Aynı adada yüzyıllardır yaşamak bizleri adadaş yapar. Bu adanın adının Kıbrıs olması bizleri Kıbrıstaş da yapar. Ancak özellikle 1960’lı yıllardan beri görülmüştür ki tüm ada sathını bu topraklar üzerinde yaşayan ve yaşayacak olanlar için güvenli ve özgür, adalet ve hukuk kurallarının geçerli olduğu ortak bir vatana dönüştürmek çok daha başka şeyleri yapmayı da gerektirir. Ancak o zaman sağlam bir vatandaşlık bilinciyle ada üzerinde yaşayan insanlar, sorunlarını birbirlerini ötekileştirmeden ve zor ve silahlı yöntemlere başvurmadan çözme yoluna giderler ve çözerler de. 

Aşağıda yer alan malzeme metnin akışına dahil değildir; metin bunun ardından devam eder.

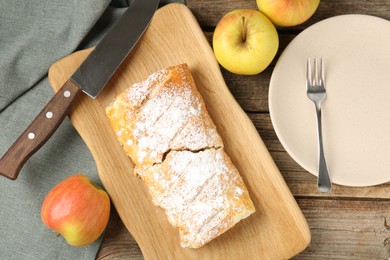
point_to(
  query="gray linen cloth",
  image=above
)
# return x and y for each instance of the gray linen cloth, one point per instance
(33, 35)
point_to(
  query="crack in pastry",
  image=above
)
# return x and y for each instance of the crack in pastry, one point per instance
(163, 126)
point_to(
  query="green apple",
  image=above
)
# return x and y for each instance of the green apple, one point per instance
(77, 209)
(245, 42)
(288, 12)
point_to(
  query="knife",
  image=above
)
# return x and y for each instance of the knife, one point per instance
(90, 78)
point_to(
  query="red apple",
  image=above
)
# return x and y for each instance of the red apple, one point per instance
(77, 209)
(288, 12)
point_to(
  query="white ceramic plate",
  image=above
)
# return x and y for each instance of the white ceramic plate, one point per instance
(356, 112)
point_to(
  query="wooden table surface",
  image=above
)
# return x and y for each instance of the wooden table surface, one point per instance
(349, 223)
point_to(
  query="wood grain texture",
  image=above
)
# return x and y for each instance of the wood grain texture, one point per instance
(346, 224)
(208, 13)
(175, 37)
(39, 131)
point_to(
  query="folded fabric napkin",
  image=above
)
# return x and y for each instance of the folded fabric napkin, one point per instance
(33, 35)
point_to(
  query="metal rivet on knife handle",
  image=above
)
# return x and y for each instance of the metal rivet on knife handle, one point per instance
(91, 77)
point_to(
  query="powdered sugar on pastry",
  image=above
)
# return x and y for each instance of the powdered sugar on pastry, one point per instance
(164, 112)
(164, 127)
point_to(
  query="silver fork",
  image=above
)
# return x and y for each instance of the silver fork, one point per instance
(315, 88)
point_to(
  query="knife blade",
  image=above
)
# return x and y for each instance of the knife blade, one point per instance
(90, 78)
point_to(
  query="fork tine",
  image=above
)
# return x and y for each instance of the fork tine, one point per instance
(315, 73)
(308, 74)
(322, 74)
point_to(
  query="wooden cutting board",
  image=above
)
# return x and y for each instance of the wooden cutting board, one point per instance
(277, 230)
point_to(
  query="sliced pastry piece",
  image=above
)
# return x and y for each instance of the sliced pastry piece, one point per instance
(202, 193)
(164, 127)
(164, 112)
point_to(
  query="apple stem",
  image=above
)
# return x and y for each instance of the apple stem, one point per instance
(243, 29)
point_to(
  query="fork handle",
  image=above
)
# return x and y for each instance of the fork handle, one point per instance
(323, 182)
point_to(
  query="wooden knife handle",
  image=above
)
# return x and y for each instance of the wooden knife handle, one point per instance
(39, 131)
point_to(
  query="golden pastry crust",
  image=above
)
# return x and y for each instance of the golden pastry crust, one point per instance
(164, 112)
(164, 127)
(202, 193)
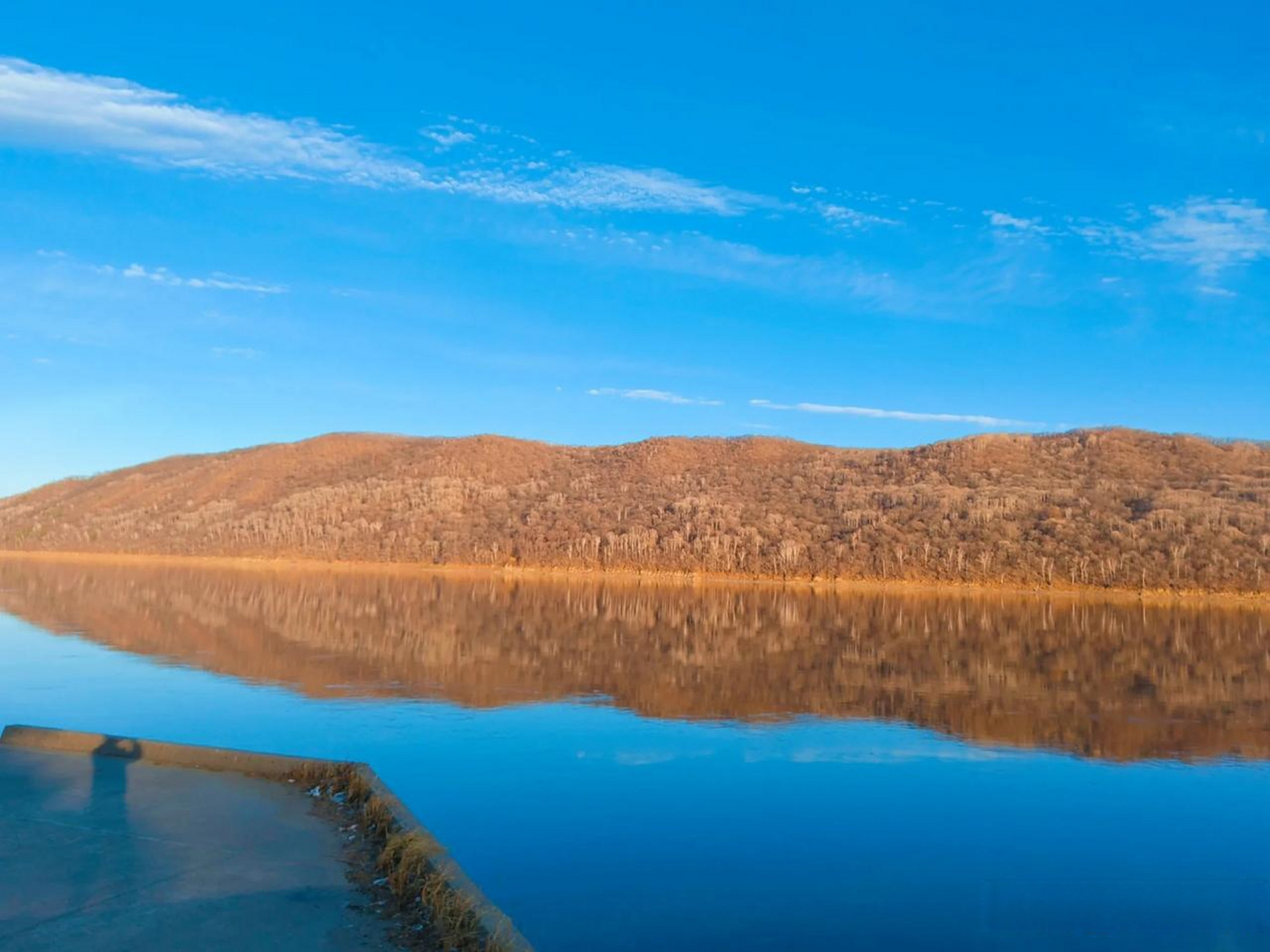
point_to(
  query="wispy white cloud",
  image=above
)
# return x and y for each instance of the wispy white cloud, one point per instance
(163, 276)
(103, 115)
(1208, 234)
(448, 136)
(657, 396)
(1011, 224)
(845, 218)
(827, 277)
(240, 353)
(874, 414)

Kültür ve sanat alanlarında, medyada ve sosyal alanlarda kurulmuş iki toplumlu işbirliklerinin daha geniş çerçevede ve ekonomik alanları da kapsayacak şekilde genişletilmesi şimdi yapılamayacaksa ne zaman olacaktır?
Medyaya da yansımıştır. Kıbrıs Türk Gazeteciler Birliği ve Kıbrıs Gazeteciler Sendikası, Kıbrıs’ta ortak anlayışların yaratılması için gerçekleştirdikleri ortak etkinlikler ve yaptıkları katkı nedeniyle Stelyos Vakfı tarafından 10 bin avroluk ortak ödüle layık görülmüştür. KT Gazeteciler Birliği’nin bugün yapacağı YK toplantısında bu paranın bir kısmının da olsa, yukarıda sözünü ettiğim yeşil bölge vizyonunun yaşama geçirilmesi için katkı koyabilecek olan resmi makamlarla, iş çevreleri ve akademisyenler ve uzmanlarla  gerçekleştirilecek söyleşilerde, bu ortak gazetecilik olayında görev alacak gazetecilere emeklerinin karşılığı olarak ödenmesini önereceğim.
Niyet varsa gidilecek bir yol da vardır mutlaka. Hepimize de kolay gelsin.